Sasaran Pembelajaran yang dibuat dan dicatat siswa dalam Buku Catatan Teknik memberikan hasil yang terukur. Siswa kemudian menunjukkan pemahaman terhadap tujuan tersebut selama Aktivitas Menyatukan Semuanya di akhir Unit. 

Akhirnya, selama Percakapan Debrief, siswa dan guru mereka merenungkan bersama tentang target pembelajaran, mengukur kemajuan yang telah dicapai siswa terhadap masing-masing target.

4. Pengalaman Instruksional

Bagian Bermain di Lab STEM menawarkan petunjuk langkah demi langkah tentang cara memodelkan suatu kegiatan bagi siswa, serta petunjuk untuk mendukung diferensiasi dan memfasilitasi kerja kelompok.

Siswa bekerja dalam kelompok untuk menyelesaikan kegiatan Lab, yang memungkinkan mereka bekerja dengan kecepatan mereka sendiri, dan guru diberikan informasi tentang cara mendukung peserta didik dengan latihan tambahan, tantangan, dan banyak lagi.

Selain itu, Panduan Kecepatan dalam Tinjauan Unit memberikan cara khusus untuk mengadaptasi dan memperluas Unit agar paling baik memenuhi semua kebutuhan belajar siswa.

Siklus Latihan dan Kompetisi pada setiap Pelajaran dan permainan puncaknya memungkinkan siswa untuk bekerja dalam kelompok dan menyesuaikan strategi kompetisi mereka dengan komponen permainan atau tujuan pembelajaran yang mereka pilih. Suara dan pilihan dalam cara merepresentasikan pembelajaran mereka melalui permainan, menawarkan banyak opsi untuk keterlibatan siswa, mulai dari mendokumentasikan dalam buku catatan teknik, hingga mengulangi pembuatan atau kode robot, hingga memantau dan memandu kolaborasi tim, dan banyak lagi.

Penekanan pada kolaborasi dan kerja sama tim di seluruh Lab mempromosikan inklusi semua siswa, dan strategi taktis untuk mendukung percakapan inklusif juga diberikan dalam instruksi Lab.

Pelajaran dalam Kursus CTE Workcell sangat terstruktur dan menyediakan siswa dengan arahan yang jelas, langkah demi langkah, dan langsung ditujukan kepada siswa yang dapat mereka ikuti sesuai kecepatan mereka sendiri. 

Pertanyaan keterlibatan siswa memberikan siswa keleluasaan dalam pengalaman instruksional mereka saat mereka mengekspresikan apa yang mereka rasakan tentang pembelajaran mereka dan apa yang mereka butuhkan untuk terus belajar selama Kursus.

Aktivitas Menyatukan Semuanya dalam setiap Unit memberi siswa suara dan pilihan dalam cara mereka memecahkan masalah pengkodean. Ini berpuncak pada Capstone, di mana siswa menggunakan proses desain rekayasa untuk menyelesaikan tantangan terbuka.

5. Mencerminkan

Bagian Istirahat Tengah Bermain dan Berbagi di Lab dirancang untuk memberikan siswa kesempatan refleksi untuk memeriksa dan mengungkapkan pembelajaran serta pertanyaan mereka dalam berbagai cara.

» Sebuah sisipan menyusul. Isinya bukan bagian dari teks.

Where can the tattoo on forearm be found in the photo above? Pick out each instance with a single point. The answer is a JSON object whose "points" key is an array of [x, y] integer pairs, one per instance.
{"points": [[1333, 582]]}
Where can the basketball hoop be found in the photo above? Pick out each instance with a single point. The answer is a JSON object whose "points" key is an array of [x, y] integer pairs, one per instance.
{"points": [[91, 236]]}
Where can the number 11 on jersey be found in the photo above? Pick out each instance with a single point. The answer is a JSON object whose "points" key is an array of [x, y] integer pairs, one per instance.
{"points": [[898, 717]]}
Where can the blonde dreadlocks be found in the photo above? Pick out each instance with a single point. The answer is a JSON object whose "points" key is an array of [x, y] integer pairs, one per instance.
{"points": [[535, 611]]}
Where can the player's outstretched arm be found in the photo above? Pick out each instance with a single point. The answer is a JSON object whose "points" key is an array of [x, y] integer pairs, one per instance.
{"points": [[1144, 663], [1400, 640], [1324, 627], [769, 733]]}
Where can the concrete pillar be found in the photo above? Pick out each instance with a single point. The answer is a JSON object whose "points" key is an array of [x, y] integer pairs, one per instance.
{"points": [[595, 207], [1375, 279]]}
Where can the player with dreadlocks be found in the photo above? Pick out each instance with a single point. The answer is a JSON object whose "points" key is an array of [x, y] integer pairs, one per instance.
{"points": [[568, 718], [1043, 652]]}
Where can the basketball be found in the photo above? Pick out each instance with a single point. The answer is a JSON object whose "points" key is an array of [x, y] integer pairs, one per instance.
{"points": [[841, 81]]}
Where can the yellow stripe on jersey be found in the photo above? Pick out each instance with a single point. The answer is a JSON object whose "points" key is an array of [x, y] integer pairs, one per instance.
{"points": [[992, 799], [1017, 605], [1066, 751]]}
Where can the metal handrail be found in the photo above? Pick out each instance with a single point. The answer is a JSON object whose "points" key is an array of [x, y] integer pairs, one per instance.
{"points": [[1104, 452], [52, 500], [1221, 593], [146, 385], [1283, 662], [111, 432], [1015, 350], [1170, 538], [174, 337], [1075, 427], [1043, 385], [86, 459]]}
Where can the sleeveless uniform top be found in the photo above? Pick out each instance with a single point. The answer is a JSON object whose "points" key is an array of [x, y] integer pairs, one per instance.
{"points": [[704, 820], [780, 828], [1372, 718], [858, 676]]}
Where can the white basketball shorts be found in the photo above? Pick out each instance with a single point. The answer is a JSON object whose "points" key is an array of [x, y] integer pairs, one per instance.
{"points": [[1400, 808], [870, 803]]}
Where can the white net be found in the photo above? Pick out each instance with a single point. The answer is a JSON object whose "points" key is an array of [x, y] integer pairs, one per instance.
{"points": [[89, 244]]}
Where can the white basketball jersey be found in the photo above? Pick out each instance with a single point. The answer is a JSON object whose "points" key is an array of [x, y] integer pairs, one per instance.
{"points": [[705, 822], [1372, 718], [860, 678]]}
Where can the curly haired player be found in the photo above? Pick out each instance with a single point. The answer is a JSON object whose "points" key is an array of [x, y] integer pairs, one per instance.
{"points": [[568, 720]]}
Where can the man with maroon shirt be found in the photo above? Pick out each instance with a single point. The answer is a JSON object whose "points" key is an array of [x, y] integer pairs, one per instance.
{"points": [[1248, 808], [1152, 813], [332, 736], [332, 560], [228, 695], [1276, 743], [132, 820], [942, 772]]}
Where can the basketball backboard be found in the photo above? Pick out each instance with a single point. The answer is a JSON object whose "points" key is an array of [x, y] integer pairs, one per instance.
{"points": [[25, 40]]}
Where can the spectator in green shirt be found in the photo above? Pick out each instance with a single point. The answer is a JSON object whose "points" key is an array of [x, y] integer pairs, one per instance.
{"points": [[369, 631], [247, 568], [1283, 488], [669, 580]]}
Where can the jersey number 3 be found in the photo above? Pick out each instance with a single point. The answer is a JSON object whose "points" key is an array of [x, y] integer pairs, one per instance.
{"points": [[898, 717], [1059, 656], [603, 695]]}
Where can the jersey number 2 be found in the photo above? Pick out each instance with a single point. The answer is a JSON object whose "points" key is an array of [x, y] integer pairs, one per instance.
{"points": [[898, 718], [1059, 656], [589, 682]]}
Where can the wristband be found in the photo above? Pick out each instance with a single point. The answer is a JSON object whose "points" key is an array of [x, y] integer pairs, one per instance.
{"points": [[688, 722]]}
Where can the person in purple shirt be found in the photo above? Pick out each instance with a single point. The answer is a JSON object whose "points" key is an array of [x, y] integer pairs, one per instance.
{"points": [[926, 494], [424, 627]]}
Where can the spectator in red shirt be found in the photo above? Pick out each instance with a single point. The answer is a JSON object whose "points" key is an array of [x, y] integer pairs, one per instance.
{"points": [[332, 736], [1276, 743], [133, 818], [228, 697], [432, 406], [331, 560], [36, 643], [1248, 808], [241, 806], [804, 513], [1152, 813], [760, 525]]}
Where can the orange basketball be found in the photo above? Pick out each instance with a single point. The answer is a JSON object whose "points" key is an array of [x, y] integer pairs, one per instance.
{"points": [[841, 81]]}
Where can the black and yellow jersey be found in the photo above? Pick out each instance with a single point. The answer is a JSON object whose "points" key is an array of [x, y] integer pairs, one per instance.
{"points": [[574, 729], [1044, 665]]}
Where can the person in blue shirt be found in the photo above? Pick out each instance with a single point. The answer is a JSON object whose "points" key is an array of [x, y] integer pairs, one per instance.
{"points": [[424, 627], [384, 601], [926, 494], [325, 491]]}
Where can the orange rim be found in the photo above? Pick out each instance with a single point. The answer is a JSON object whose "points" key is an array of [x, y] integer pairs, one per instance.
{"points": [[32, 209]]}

Petunjuk diskusi selaras dengan demonstrasi dan berbagi proyek yang menawarkan siswa pilihan tentang cara mengekspresikan pembelajaran mereka dengan cara yang paling sesuai dengan kebutuhan mereka.

Percakapan Debrief di akhir Unit menawarkan siswa kesempatan untuk berbagi pembelajaran dengan guru sebagai respons terhadap tujuan pembelajaran dan arahan diskusi.

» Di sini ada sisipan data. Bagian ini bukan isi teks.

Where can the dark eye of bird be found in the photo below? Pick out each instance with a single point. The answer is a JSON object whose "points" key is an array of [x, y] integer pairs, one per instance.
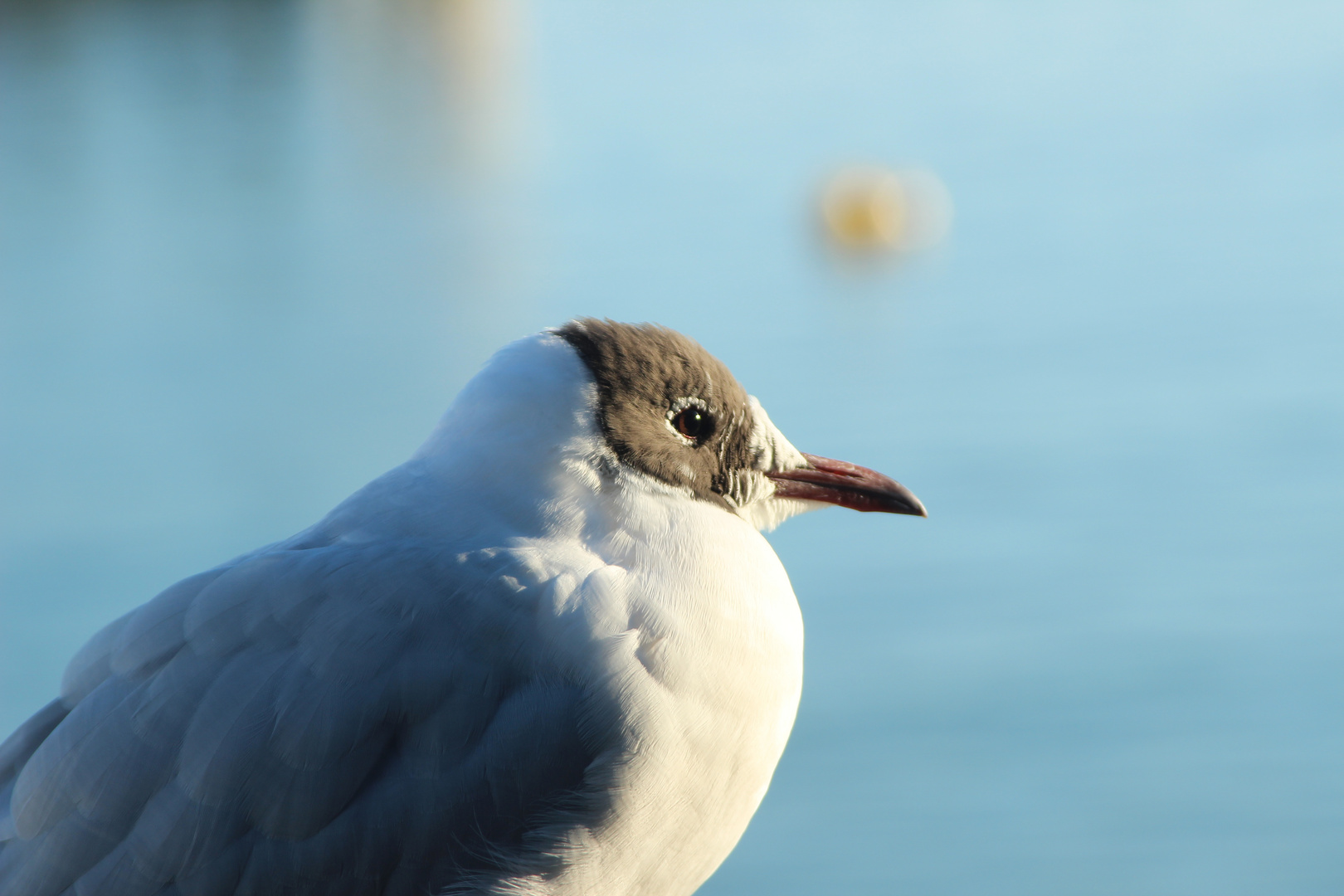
{"points": [[694, 423]]}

Siswa dapat terlibat dalam pertemuan ini dengan cara yang sesuai dengan kebutuhan mereka – mulai dari presentasi multimedia hingga tanggapan tertulis hingga menunjukkan dan menceritakan tentang buku catatan teknik mereka.

Percakapan Debrief di akhir setiap Unit menawarkan siswa kesempatan untuk merenungkan dan berbagi pembelajaran mereka, menggunakan dokumentasi di Buku Catatan Teknik mereka. 

Setelah siswa menyelesaikan Capstone, siswa meninjau dokumentasi dari Buku Catatan Teknik mereka selama keseluruhan kursus, dan menggunakan informasi ini untuk membuat artefak refleksi pilihan mereka untuk membagikan pembelajaran mereka.

Inklusivitas dalam Ilmu Komputer dan STEM merupakan isu penting dan isu yang dapat kita upayakan secara bertahap dalam setiap pelajaran yang kita ajarkan. Di VEX, kami berupaya membantu menjadikan peningkatan bertahap itu mungkin dan dapat dicapai oleh semua guru, serta semua siswa. Ingin mempelajari lebih lanjut tentang sumber daya CSTA yang disebutkan di sini? Kunjungi CSTA dan jadilah anggota.


Referensi

Bennett, Andrew, dkk. “Meningkatkan Aksesibilitas di Kelas dengan Meja Interaktif UDL4CS.” Asosiasi Guru Ilmu Komputer, CSTA Voice, 13 Januari 2023, https://csteachers.org/Stories/improving-accessibility-in-the-classroom-with-the-udl4cs-interactive-table.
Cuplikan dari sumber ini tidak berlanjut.